ALTON SOLDIERS SINGING WAY TO KAISER
Source: Alton Evening Telegraph, August 26, 1918
The Alton boys in the Eighty-fourth division are on their way to France, singing their way to the Kaiser, according to word received by Mayor William Sauvage from a Philadelphia woman. She had never heard of Alton before, but when she went through a troop train with the Alton boys aboard singing and jolly because they were going to get their chance at the Kaiser, she could not refrain from sending word back to the mayor of Alton. The boys from Camp Sherman are on their way to France. When last heard from them, they were at Paris Island. The letter received by the mayor is from Mrs. J. Frank Yealy, 2654 Ringgold street, Philadelphia, Pa. It was written several days ago when the Alton boys were going through her city on the way to the front. Some extracts from the letter follows: "Today, while I was waiting for my husband to pass through the B. and P. yards on a troop train, a train load of good fellows passed through. A number of Philadelphia people, including myself, boarded the train to shake their hands. One of the chaps asked me if I had a card to give him. To my sorrow I did not. But I offered to drop a line or two to anyone they wanted me.

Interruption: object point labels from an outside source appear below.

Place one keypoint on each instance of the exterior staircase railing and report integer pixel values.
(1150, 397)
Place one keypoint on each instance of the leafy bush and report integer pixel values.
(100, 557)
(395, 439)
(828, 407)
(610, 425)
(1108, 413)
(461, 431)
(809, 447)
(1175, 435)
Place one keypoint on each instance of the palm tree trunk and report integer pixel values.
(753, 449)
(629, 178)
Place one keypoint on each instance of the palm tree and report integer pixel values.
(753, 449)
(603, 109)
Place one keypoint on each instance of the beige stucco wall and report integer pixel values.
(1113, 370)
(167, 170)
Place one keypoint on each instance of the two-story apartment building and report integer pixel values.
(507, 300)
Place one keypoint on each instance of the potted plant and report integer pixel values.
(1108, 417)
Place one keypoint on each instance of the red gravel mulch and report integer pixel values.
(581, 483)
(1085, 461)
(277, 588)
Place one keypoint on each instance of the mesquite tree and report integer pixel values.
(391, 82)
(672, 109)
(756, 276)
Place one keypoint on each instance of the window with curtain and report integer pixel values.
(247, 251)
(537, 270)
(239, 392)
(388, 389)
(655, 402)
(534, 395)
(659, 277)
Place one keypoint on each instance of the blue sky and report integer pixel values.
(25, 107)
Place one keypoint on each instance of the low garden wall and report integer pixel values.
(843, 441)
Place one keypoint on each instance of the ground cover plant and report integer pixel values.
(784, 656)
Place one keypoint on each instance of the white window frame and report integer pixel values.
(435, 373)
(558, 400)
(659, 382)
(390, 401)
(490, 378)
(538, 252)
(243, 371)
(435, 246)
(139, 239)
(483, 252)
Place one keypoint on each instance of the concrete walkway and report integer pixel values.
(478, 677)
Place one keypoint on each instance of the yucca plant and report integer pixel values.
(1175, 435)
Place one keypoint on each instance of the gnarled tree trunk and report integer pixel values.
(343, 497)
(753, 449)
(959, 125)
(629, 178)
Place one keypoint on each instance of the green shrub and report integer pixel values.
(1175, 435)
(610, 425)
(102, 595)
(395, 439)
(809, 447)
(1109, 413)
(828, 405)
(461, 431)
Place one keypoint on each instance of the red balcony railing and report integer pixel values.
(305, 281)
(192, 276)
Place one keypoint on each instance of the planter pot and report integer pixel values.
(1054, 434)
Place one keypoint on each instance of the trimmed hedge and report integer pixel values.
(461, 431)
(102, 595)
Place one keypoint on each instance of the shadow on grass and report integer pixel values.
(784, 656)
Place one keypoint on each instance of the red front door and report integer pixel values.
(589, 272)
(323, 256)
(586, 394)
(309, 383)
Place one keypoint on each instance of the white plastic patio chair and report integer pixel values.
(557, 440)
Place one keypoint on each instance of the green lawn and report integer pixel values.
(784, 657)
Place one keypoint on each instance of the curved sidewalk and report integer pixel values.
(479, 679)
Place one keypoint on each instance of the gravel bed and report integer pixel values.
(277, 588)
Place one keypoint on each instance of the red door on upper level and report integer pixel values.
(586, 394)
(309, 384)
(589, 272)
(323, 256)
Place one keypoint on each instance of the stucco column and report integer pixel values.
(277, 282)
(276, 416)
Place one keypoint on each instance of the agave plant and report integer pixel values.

One good chap and a number of his comrades were pleased, and asked me to send you a card. They asked me to tell you that I saw Mike and the bunch from Alton, and they were on their way over to France to get the Kaiser. They were all as happy as could be, and looked fine. They left Philadelphia singing, and they were going to win the war by singing. I want to congratulate you, for the fine boys you are sending from Alton. America can feel proud of them and all of the rest of their troops. They are the finest there is."